先日、知人と話している時に「フィクション(虚構)だからリアルじゃなくてもいい」みたいな話があって、そうだろうかと引っ掛かった。検索してたらこれが出てきた。この一連のツイートには同意できるところが多い。

僕がリアリティも欲しいと思うのは、こういうことかもしれない。

「リアルでない」などが劇中気になって仕方がない場合は、それは嘘のつき方に失敗しているんだと思う。わざわざ騙される為に見ているんだから気持ちよく騙して欲しい。(島国大和, 2012-05-10 00:17:00
リアルなんて所詮言葉のあやだという立場だが、リアルなんかどうでもいいという作りには共感できない。(島国大和, 2012-05-10 00:26:33

フィクションは作者が騙し読者が騙されるという「共同作業」。読者をその気にさせないと成立しない。作者の方が雑な嘘でよしとして手を尽くすのを怠れば、読者にその分努力を求めることになる。でも読者の方に努力してあげる筋合いはないだろうな。少なくとも親切に、丁寧に、リアルな嘘を作ることが必要だと思う。

一方で、次の部分にもうなずけてしまうのだ。

さきほど、バックトゥザフューチャーの話をしたが、あのレベルの物語ならあのレベルのリアリティで十分で、あれを見てリアリティがないというのは、無粋な突っ込みだと思う。(島国大和, 2012-05-10 00:13:38

僕たちは多分、特にシチュエーションや展開の荒唐無稽さに寛容で積極的に騙されてあげられる。

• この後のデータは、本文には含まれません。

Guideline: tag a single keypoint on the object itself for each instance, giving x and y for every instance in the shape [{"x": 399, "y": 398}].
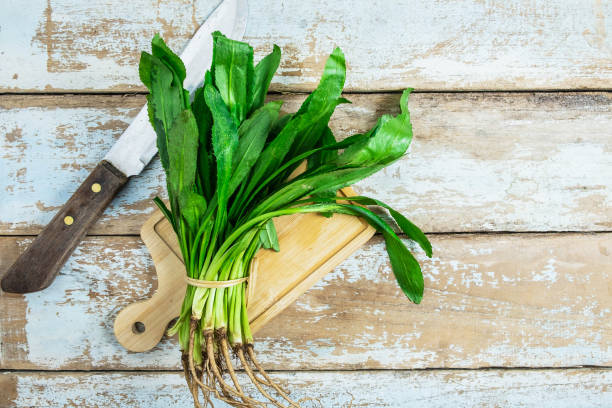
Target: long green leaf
[
  {"x": 406, "y": 268},
  {"x": 224, "y": 142},
  {"x": 263, "y": 73},
  {"x": 164, "y": 101},
  {"x": 182, "y": 151},
  {"x": 233, "y": 74},
  {"x": 252, "y": 138}
]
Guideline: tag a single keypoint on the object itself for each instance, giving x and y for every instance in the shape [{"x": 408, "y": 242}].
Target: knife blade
[{"x": 38, "y": 266}]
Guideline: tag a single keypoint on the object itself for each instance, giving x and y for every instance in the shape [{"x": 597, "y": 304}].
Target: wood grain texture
[
  {"x": 532, "y": 300},
  {"x": 478, "y": 162},
  {"x": 428, "y": 389},
  {"x": 63, "y": 45}
]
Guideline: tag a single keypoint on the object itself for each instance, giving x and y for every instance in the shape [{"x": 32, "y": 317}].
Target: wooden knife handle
[{"x": 36, "y": 268}]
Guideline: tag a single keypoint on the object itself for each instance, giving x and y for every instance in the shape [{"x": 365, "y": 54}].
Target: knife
[{"x": 36, "y": 268}]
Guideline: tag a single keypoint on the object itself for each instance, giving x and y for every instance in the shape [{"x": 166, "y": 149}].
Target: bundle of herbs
[{"x": 228, "y": 158}]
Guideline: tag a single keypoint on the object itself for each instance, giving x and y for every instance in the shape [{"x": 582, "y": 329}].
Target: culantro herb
[{"x": 228, "y": 158}]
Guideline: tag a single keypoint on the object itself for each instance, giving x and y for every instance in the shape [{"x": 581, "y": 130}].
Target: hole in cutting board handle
[{"x": 138, "y": 328}]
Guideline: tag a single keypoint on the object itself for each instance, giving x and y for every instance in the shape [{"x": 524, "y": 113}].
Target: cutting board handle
[{"x": 141, "y": 325}]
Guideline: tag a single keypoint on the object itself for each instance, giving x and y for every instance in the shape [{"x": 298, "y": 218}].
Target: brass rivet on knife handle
[{"x": 36, "y": 268}]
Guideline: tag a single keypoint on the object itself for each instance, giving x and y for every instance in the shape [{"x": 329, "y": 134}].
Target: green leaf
[
  {"x": 182, "y": 151},
  {"x": 206, "y": 161},
  {"x": 193, "y": 208},
  {"x": 162, "y": 207},
  {"x": 252, "y": 138},
  {"x": 412, "y": 231},
  {"x": 301, "y": 187},
  {"x": 165, "y": 100},
  {"x": 263, "y": 73},
  {"x": 161, "y": 51},
  {"x": 224, "y": 142},
  {"x": 268, "y": 236},
  {"x": 324, "y": 155},
  {"x": 233, "y": 74},
  {"x": 405, "y": 267}
]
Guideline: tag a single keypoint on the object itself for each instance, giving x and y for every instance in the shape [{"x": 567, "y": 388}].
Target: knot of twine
[
  {"x": 214, "y": 284},
  {"x": 229, "y": 283}
]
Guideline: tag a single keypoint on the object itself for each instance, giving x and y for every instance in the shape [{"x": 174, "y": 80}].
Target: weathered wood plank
[
  {"x": 61, "y": 45},
  {"x": 577, "y": 388},
  {"x": 535, "y": 300},
  {"x": 479, "y": 162}
]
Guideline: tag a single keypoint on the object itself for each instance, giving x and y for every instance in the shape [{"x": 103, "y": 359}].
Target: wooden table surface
[{"x": 510, "y": 174}]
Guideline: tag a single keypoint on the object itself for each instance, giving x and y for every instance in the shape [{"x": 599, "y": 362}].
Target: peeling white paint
[
  {"x": 428, "y": 389},
  {"x": 448, "y": 45}
]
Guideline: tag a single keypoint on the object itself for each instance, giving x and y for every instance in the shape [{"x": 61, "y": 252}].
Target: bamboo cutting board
[{"x": 310, "y": 247}]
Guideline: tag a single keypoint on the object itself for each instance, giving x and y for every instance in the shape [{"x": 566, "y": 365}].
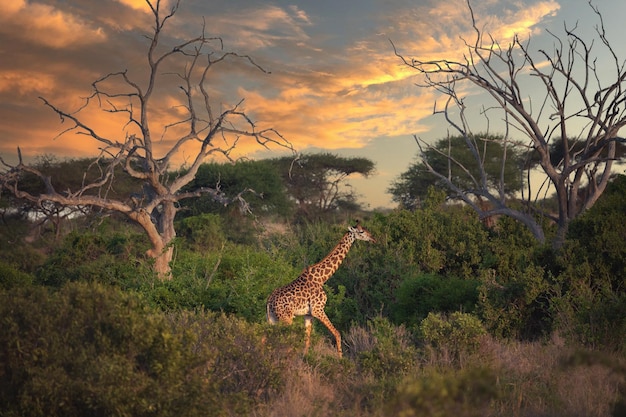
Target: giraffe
[{"x": 305, "y": 295}]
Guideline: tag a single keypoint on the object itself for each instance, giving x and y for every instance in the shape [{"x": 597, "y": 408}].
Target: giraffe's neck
[{"x": 324, "y": 269}]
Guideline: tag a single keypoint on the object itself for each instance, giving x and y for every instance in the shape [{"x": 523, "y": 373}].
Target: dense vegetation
[{"x": 443, "y": 316}]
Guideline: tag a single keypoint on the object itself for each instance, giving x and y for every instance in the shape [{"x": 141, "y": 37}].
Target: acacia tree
[
  {"x": 318, "y": 182},
  {"x": 578, "y": 116},
  {"x": 208, "y": 125},
  {"x": 450, "y": 155}
]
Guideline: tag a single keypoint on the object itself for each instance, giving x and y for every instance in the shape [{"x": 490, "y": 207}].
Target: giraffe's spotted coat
[{"x": 305, "y": 296}]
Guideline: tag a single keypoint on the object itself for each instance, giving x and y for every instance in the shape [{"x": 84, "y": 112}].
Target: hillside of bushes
[{"x": 441, "y": 317}]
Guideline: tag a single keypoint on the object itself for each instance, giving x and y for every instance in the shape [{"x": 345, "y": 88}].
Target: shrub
[
  {"x": 418, "y": 295},
  {"x": 113, "y": 258},
  {"x": 453, "y": 336},
  {"x": 92, "y": 350},
  {"x": 11, "y": 278}
]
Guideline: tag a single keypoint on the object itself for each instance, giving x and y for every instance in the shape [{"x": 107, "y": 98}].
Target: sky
[{"x": 332, "y": 82}]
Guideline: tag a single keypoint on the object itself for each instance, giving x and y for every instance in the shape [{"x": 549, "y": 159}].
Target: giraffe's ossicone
[{"x": 305, "y": 295}]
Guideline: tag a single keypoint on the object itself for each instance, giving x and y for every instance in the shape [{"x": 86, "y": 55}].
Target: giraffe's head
[{"x": 361, "y": 233}]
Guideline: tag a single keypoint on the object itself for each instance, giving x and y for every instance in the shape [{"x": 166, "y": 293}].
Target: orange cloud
[{"x": 45, "y": 25}]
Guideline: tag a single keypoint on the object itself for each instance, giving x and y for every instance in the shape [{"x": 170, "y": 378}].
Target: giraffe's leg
[
  {"x": 308, "y": 321},
  {"x": 321, "y": 316}
]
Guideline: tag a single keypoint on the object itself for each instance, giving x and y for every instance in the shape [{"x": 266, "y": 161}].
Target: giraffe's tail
[{"x": 269, "y": 313}]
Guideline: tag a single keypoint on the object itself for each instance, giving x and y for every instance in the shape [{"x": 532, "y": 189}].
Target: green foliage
[
  {"x": 318, "y": 183},
  {"x": 458, "y": 333},
  {"x": 259, "y": 183},
  {"x": 417, "y": 296},
  {"x": 90, "y": 350},
  {"x": 464, "y": 393},
  {"x": 202, "y": 233},
  {"x": 438, "y": 239},
  {"x": 11, "y": 277},
  {"x": 589, "y": 299},
  {"x": 388, "y": 350},
  {"x": 234, "y": 280},
  {"x": 116, "y": 258},
  {"x": 411, "y": 188},
  {"x": 516, "y": 305}
]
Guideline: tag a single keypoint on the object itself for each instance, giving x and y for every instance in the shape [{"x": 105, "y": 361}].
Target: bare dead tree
[
  {"x": 209, "y": 128},
  {"x": 571, "y": 130}
]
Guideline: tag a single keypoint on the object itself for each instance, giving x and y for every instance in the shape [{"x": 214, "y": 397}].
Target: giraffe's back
[{"x": 297, "y": 298}]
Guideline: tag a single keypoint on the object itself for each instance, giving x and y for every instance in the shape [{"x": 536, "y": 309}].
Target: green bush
[
  {"x": 112, "y": 258},
  {"x": 417, "y": 296},
  {"x": 235, "y": 280},
  {"x": 457, "y": 335},
  {"x": 10, "y": 277},
  {"x": 202, "y": 233},
  {"x": 92, "y": 350},
  {"x": 516, "y": 305}
]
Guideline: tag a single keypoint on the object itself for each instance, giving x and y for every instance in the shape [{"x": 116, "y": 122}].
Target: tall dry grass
[{"x": 527, "y": 379}]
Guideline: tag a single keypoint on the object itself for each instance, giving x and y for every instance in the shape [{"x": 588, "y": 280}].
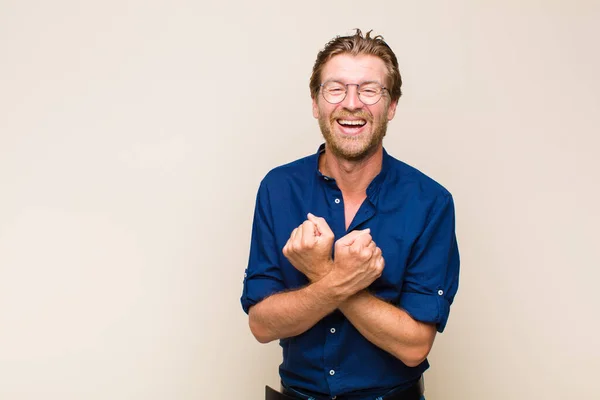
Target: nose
[{"x": 352, "y": 101}]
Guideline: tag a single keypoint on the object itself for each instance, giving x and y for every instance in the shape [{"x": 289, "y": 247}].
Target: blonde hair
[{"x": 355, "y": 45}]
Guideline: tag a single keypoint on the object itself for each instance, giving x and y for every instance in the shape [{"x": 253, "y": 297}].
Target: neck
[{"x": 352, "y": 177}]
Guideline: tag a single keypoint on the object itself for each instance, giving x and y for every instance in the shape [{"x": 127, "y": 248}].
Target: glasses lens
[
  {"x": 370, "y": 93},
  {"x": 334, "y": 92}
]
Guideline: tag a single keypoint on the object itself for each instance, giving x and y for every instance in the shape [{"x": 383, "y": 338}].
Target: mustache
[{"x": 350, "y": 114}]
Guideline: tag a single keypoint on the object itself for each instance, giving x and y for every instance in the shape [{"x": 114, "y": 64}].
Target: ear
[
  {"x": 315, "y": 108},
  {"x": 392, "y": 110}
]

一方で、人物造形にはわりと厳しいんじゃないかという気がする。自分とは違う考え方であってもいいけど、そこに「人間だものね」と思えるリアリティがほしい。登場人物の心の動きに納得できないと、共感出来なくて、感情移入しにくく、物語に没入できない。

わざわざ騙される為に見ているんだから気持ちよく騙して欲しい。わざわざ騙してやってるんだからありがたく騙されろよ、と言われてもノリにくい。ふと「コンシェルジュ」という漫画にあった「納得力が足りない!」「説得してくれるのを待つ気か!説得力の足りない分は納得力で埋めてまず動け!」みたいな話を思い出した。でもそれは人生の話であり自分に言い聞かせる話だ。エンタメの話、それも作者が読者にするような話ではない。

世界観はデタラメでも、人はリアルに、丁寧にというのがフィクションのスタートラインというかボーダーラインというかかと思う。